Prospects for 2016, however, are mixed. Construction equipment manufacturers are expecting positive stimuli for their business in Southern and Central Eastern Europe and believe that the high-volume markets of Germany, the UK, Scandinavia and Benelux will remain robust. Internationally, it is particularly the Indian market that is giving rise to hopes.
At the same time the risks are increasing, as a large number of uncertainties is being created by political and violent conflicts, excessively low oil and raw material prices, with all their implications and numerous unsolved economic crises.
“These risks do not affect every market in the same way, and depending on where a company has its main business activities, it will be affected to a greater or lesser extent,” Sailer said.
As in the last two years, very little can be expected from Russia. The same is true for Latin America as well as China, which is no longer the largest market in the world. Two former growth poles North America and the Middle East will experience the direct and indirect effects of oil and gas prices and will not continue to develop as positively as they did in the last years.
Against this backdrop of enormous uncertainties, it would be wrong to take growth for granted on an individual company level in 2016. The industry as a whole, however, is expecting a slight sales increase of 3%. This would be the third consecutive year of growth and a strong success in a difficult global environment.
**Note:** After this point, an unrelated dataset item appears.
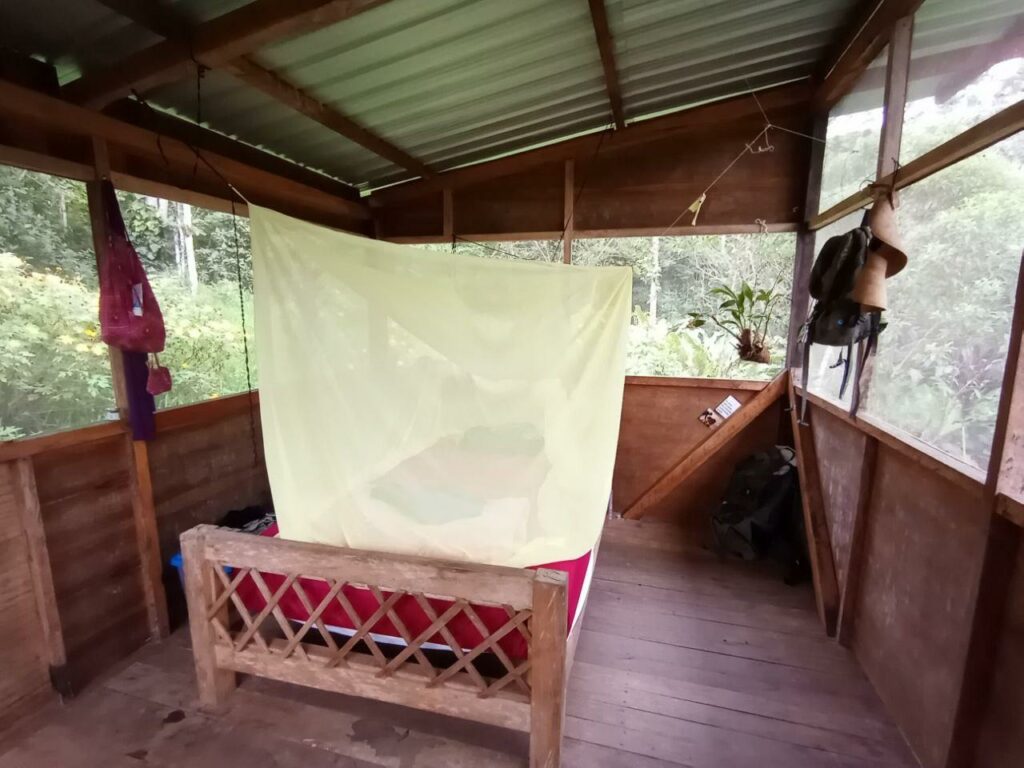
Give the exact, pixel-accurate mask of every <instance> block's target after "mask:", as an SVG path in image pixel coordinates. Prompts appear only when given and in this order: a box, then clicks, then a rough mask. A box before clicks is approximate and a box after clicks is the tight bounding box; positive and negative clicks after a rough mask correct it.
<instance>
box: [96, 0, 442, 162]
mask: <svg viewBox="0 0 1024 768" xmlns="http://www.w3.org/2000/svg"><path fill="white" fill-rule="evenodd" d="M99 2H101V3H102V4H103V5H105V6H108V7H109V8H111V9H113V10H116V11H117V12H119V13H121V14H122V15H124V16H126V17H127V18H130V19H132V20H133V22H134V23H135V24H137V25H139V26H141V27H144V28H145V29H147V30H150V31H151V32H154V33H156V34H158V35H163V36H164V37H168V38H169V39H170V40H169V41H170V42H177V43H179V44H187V41H188V40H189V39H191V38H194V37H195V36H196V33H194V32H193V31H190V30H189V25H188V22H187V19H185V18H184V17H183V16H181V15H180V13H178V12H177V11H175V10H174V8H172V7H170V6H156V5H154V3H153V2H152V0H150V1H146V0H99ZM246 7H249V6H246ZM228 15H229V14H228ZM200 61H201V62H202V63H203V65H204V66H207V67H211V68H212V67H214V66H216V65H212V63H210V59H209V58H207V57H203V58H201V59H200ZM219 69H222V70H223V71H224V72H227V73H229V74H231V75H232V76H234V77H236V78H238V79H239V80H241V81H242V82H244V83H246V84H247V85H249V86H251V87H253V88H256V89H258V90H260V91H262V92H263V93H265V94H266V95H268V96H270V97H271V98H273V99H275V100H276V101H280V102H282V103H284V104H286V105H287V106H290V108H291V109H293V110H295V111H296V112H298V113H300V114H301V115H304V116H306V117H307V118H310V119H311V120H315V121H316V122H317V123H319V124H321V125H323V126H325V127H326V128H330V129H331V130H332V131H334V132H335V133H338V134H340V135H341V136H344V137H345V138H346V139H348V140H349V141H352V142H354V143H356V144H358V145H359V146H362V147H364V148H366V150H369V151H370V152H372V153H374V154H375V155H378V156H379V157H382V158H384V159H385V160H389V161H390V162H392V163H394V164H395V165H397V166H398V167H400V168H404V169H406V170H408V171H410V172H412V173H415V174H416V175H417V176H421V177H423V178H429V177H430V176H432V175H433V171H431V169H430V168H429V167H428V166H427V165H426V164H425V163H422V162H420V161H419V160H417V159H416V158H414V157H413V156H412V155H410V154H409V153H407V152H404V151H402V150H400V148H399V147H397V146H395V145H394V144H392V143H390V142H389V141H386V140H385V139H383V138H381V137H380V136H378V135H377V134H375V133H373V132H372V131H369V130H367V129H366V128H364V127H362V126H361V125H359V124H358V123H356V122H355V121H354V120H352V119H351V118H349V117H347V116H346V115H343V114H342V113H340V112H339V111H337V110H335V109H334V108H332V106H328V105H327V104H325V103H323V102H322V101H318V100H317V99H316V98H314V97H313V96H311V95H309V94H308V93H307V92H306V91H304V90H302V89H301V88H299V87H297V86H295V85H293V84H292V83H290V82H288V81H287V80H285V79H284V78H283V77H281V76H280V75H278V74H276V73H274V72H271V71H270V70H267V69H266V68H265V67H263V66H261V65H259V63H257V62H256V61H254V60H253V59H252V58H251V57H249V56H240V57H238V58H234V59H231V60H227V61H224V62H223V63H221V65H219Z"/></svg>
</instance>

“As manufacturers, we always feel positive about a year where there is Bauma, and approach it with a good deal of optimism,” said Sailer.
A major backlash, however, can be expected from the political debate on exhaust emissions. According to the latest plans drawn up by Berlin’s Senate Department for Urban Development and the Environment, all construction equipment will need to be color-coded to indicate its emission level.
This is already being done for cars. When applied to construction equipment, however, the new regulations are threatening to put a stop to any modernization. Machinery equipped with extremely complex and expensive exhaust emission aftertreatment will be in a worse position than ancient, inefficient machines retrofitted with diesel particle filters (DPFs), which only achieve good values when it comes to particulate emissions.
The city state of Berlin is thus threatening to play an environmental prank, as the pollution caused by such outmoded machinery is several times higher. Moreover, it is twice as noisy, uses about 15% more fuel and emits over 90% more nitrogen oxides.
The managing director of the Association, Joachim Schmid, also sees this development as a direct consequence of the DPF retrofit debate, fuelled by Germany’s environmental organization Deutsche Umwelthilfe (DUH): “Retrofitting can never be a satisfactory solution. It impedes the placing of state-of-the-art, environmentally friendly equipment on the market. It has long been standard practice to ignore economic arguments, but we are now seeing a totally new level, where comprehensive environmental protection is being sacrificed to one-eyed arguments that focus on isolated details.”